All production from horizontal oil well events contribute to the Horizontal Oil New Well Royalty Rate cap and all production from horizontal gas well events contribute towards the Horizontal Gas New Well Royalty Rate cap.

The volume cap for the Horizontal Oil New Well Royalty Rate is calculated using Crown production.

What is the Horizontal Oil New Well Royalty Rate for an oil well event?

Royalty is calculated at a maximum rate of 5% for qualifying horizontal oil well events.  The caps are set according to the following depth schedule:

Depth (MD)

 Volume Cap of oil equivalent 

    Production Month Cap 

 0 – 2,499.9 m                    7,949 m3              18 months

2,500 -2,999.9 m

                    9,539 m3             24 months

3,000 – 3,499.9 m

                  11,129 m3             30 months

3,500 – 3,999.9 m

                  12,718 m3             36 months

4,000 – 4,499.9 m

                  14,308 m3             42 months
4,500 m + 15,899 m348 months

The rate expires at either the volume cap or production month cap, whichever is first. Where the volume cap is reached during a month, further production will have royalties calculated using the royalty curves.

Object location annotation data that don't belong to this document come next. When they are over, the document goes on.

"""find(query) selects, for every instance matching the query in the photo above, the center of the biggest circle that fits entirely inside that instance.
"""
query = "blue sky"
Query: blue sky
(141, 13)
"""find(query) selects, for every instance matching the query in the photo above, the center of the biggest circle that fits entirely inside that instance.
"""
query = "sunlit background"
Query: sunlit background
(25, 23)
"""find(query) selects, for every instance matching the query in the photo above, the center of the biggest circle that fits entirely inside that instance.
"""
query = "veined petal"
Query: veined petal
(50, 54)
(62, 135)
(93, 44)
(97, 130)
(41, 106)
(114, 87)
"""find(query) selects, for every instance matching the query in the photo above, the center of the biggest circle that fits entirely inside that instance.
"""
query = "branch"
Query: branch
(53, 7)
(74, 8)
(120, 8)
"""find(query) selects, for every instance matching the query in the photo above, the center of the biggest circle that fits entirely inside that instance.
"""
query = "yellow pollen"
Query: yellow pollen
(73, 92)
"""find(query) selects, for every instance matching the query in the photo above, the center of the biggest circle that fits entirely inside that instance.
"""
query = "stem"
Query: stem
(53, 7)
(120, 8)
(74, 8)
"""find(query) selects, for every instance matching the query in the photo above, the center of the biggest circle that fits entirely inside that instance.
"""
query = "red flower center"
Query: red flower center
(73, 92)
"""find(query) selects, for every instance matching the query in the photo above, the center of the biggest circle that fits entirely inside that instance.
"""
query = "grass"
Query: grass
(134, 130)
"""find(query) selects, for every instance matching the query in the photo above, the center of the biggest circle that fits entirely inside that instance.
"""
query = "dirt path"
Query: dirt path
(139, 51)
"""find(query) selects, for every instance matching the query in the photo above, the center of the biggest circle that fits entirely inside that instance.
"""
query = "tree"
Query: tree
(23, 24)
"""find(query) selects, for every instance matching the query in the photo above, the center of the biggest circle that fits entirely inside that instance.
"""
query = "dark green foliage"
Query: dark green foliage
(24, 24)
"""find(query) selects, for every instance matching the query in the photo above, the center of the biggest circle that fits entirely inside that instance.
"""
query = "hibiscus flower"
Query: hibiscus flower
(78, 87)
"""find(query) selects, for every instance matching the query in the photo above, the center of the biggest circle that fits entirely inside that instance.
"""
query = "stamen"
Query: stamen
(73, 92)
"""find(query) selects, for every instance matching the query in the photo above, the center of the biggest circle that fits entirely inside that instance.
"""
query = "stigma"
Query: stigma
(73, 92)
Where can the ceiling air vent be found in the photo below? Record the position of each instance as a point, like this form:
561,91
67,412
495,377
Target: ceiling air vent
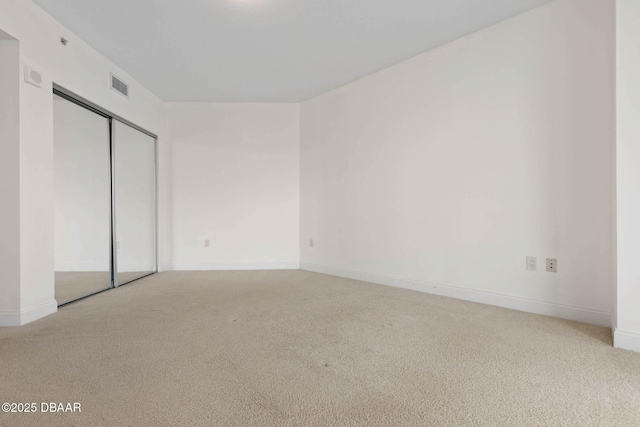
119,86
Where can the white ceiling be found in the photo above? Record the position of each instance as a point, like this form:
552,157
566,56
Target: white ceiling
268,50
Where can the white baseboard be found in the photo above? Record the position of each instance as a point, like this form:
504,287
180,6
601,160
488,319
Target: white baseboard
580,314
214,266
626,339
78,267
27,315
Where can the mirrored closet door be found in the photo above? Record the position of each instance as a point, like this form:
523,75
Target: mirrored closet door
135,189
105,199
82,200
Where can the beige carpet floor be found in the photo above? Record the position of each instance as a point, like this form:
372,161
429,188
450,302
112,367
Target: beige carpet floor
294,348
71,285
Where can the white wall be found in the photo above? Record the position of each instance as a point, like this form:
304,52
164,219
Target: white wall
9,174
81,69
444,172
82,186
234,180
627,333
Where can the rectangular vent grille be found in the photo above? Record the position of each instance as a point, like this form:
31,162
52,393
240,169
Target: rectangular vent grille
119,86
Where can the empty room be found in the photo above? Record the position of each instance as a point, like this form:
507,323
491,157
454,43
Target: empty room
333,213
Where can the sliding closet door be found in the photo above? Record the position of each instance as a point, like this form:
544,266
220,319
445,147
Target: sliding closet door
135,202
82,192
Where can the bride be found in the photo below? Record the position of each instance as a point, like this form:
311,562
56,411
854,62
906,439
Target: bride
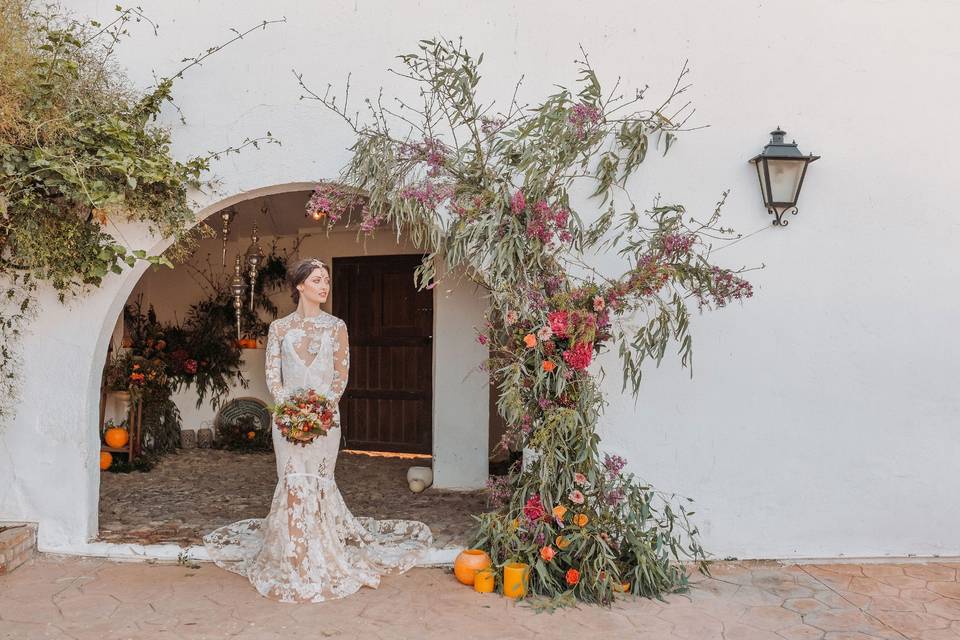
310,548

Does each horizontal oil well event get its own cap?

No.  All horizontal oil well events or legs that qualify will contribute to a single volume cap and a single production month cap at the well level.

How is the depth determined for the Horizontal Oil New Well Royalty Rate?

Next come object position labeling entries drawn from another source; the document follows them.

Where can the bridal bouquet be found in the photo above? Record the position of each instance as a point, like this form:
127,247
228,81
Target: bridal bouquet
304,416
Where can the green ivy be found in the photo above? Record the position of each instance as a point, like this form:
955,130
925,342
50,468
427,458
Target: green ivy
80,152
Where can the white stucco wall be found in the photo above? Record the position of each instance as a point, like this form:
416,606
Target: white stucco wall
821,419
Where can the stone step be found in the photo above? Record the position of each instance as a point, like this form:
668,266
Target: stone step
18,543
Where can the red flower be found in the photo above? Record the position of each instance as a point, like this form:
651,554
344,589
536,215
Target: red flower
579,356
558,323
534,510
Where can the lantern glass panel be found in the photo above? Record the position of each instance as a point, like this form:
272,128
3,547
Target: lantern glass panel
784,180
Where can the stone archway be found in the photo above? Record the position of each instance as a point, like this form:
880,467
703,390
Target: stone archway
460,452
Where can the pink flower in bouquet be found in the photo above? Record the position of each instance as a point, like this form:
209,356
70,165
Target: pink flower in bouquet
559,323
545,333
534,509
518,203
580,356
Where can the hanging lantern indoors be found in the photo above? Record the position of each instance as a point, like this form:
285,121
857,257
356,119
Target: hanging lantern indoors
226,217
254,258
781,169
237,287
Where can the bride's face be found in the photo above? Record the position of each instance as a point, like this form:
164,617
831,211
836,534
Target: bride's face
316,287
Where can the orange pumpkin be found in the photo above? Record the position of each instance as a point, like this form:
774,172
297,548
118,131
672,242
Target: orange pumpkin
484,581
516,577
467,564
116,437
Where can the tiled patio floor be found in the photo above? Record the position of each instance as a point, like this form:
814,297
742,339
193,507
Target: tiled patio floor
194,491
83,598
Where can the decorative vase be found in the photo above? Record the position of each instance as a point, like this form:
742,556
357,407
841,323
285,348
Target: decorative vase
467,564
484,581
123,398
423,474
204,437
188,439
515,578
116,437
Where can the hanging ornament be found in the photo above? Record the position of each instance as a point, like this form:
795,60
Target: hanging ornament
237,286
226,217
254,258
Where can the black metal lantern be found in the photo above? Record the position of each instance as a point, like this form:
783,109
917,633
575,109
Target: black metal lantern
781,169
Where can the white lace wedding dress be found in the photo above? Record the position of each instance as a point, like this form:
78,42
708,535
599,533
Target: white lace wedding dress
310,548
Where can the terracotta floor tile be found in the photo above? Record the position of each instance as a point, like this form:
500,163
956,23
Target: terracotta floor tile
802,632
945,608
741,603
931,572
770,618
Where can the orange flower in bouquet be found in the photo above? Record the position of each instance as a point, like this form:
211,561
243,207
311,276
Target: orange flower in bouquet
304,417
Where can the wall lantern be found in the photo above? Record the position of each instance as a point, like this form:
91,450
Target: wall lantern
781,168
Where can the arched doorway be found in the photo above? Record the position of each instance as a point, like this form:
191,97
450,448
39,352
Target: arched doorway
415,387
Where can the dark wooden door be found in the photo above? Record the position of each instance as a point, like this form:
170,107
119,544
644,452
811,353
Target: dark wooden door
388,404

The depth is defined as the measured distance along the bore of the well from the kelly bushing to the end of the longest Horizontal Oil well event plus all additional horizontal laterals (Measured Depth minus Kick off Point of the Well Event) in a continuous drilling operation (no rig release).  Each drilled metre is to be counted only once. The measured depth is the only requirement there is no need for True Vertical Depth.

Horizontal Gas New Well Royalty Rate Questions

What qualifies and what doesn’t under the Horizontal Gas New Well Royalty Rate program?

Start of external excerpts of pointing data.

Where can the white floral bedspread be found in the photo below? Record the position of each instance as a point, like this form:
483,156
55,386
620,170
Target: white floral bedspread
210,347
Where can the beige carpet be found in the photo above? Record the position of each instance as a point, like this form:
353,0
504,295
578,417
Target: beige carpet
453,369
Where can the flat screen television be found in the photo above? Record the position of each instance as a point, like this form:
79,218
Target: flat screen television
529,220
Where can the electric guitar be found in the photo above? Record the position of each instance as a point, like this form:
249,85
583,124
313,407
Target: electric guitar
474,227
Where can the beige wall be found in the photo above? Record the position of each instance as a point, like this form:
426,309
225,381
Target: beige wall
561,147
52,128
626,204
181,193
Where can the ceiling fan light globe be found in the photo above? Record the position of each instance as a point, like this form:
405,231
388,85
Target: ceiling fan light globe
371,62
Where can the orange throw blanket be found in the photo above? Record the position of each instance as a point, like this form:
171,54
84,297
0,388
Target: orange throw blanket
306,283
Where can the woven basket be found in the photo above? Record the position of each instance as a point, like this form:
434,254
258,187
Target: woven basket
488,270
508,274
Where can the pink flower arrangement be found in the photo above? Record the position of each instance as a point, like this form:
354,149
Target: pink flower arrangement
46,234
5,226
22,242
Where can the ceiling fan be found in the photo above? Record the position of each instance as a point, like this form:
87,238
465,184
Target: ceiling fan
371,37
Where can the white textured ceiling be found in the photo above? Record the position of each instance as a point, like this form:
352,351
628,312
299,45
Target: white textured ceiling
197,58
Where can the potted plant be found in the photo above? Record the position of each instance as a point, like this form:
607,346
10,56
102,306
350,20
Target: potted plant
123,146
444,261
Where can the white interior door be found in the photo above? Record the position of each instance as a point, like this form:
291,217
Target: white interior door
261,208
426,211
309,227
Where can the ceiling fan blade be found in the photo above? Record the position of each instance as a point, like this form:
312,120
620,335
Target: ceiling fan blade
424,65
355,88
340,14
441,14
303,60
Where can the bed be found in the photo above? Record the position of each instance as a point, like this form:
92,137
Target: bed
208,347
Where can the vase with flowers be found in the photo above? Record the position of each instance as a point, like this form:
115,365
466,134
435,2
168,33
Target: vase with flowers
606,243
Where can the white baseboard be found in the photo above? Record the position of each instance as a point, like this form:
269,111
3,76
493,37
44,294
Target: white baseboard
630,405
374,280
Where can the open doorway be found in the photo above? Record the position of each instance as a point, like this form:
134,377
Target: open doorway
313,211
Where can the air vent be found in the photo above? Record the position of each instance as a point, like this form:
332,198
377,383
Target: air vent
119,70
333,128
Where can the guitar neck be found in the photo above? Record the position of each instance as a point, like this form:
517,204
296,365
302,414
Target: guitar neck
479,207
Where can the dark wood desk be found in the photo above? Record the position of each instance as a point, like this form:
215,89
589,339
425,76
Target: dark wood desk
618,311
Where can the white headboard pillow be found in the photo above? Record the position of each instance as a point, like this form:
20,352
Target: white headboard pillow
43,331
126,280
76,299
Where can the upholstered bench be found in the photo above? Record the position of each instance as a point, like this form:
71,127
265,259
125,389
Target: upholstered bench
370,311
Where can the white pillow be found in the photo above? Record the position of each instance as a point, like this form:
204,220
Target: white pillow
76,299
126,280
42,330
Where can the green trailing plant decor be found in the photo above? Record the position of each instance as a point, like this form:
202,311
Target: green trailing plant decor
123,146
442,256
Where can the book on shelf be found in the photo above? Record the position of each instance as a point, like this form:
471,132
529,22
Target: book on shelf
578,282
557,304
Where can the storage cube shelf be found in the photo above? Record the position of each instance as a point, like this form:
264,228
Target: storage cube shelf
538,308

To qualify a well event must meet the following criteria:

  • The well event must be a gas well event, and the well event must be horizontal as defined by the AER, and
  • The well event must have a Crown interest greater than zero, and
  • The spud date is on or after May 1, 2010.
  • There is no depth requirement.

The following are examples of well events that would notqualify:

  • A well event deepened, lengthened, reactivated, or re-entered.
  • A Gas over Bitumen well event as per AER shut-in order.
  • An Oil Sands project well event

Can a horizontal gas well event receive the 5% royalty rate for 12 production months under New Well Royalty Rate and additional production months and volume caps under Horizontal Gas New Well Royalty Rate?

No.  The New Well Royalty Rate and Horizontal Gas New Well Royalty Rate will run concurrently. Therefore, a qualifying well event under New Well Royalty Rate and the Horizontal Gas New Well Royalty Rate will have a maximum of 18 production months and volume cap of 7,949 m3 oil equivalent (500 MMcf of gas).

Does oil production qualify for the 5% royalty rate under the Horizontal Gas New Well Royalty Rate?

Yes.  Oil production from the horizontal gas well event qualifies for the 5% maximum royalty rate and contributes to the caps.

What if a well has a gas well event and an oil well event in the same well, which caps would apply?

All production from horizontal oil well events contribute to the Horizontal Oil New Well Royalty Rate cap and all production from horizontal gas well events contribute towards the Horizontal Gas New Well Royalty Rate cap.

The volume cap for the Horizontal Oil New Well Royalty Rate is calculated using Crown production.

What is the Horizontal Gas New Well Royalty Rate for a gas well event?

Royalty is calculated at a maximum rate of 5% for qualifying horizontal gas well events.  The cap is 18 production months or 7,949 m3 oil equivalent (500 MMcf of gas).

The rate expires at either the volume cap or producing month cap, whichever is reached first. Where the volume cap is reached during a month, further production will have royalties calculated using the royalty curves.

Does each horizontal gas well event get its own cap?

No.  All horizontal gas well events or legs that qualify will contribute to a single volume cap and a single production month cap at the well level.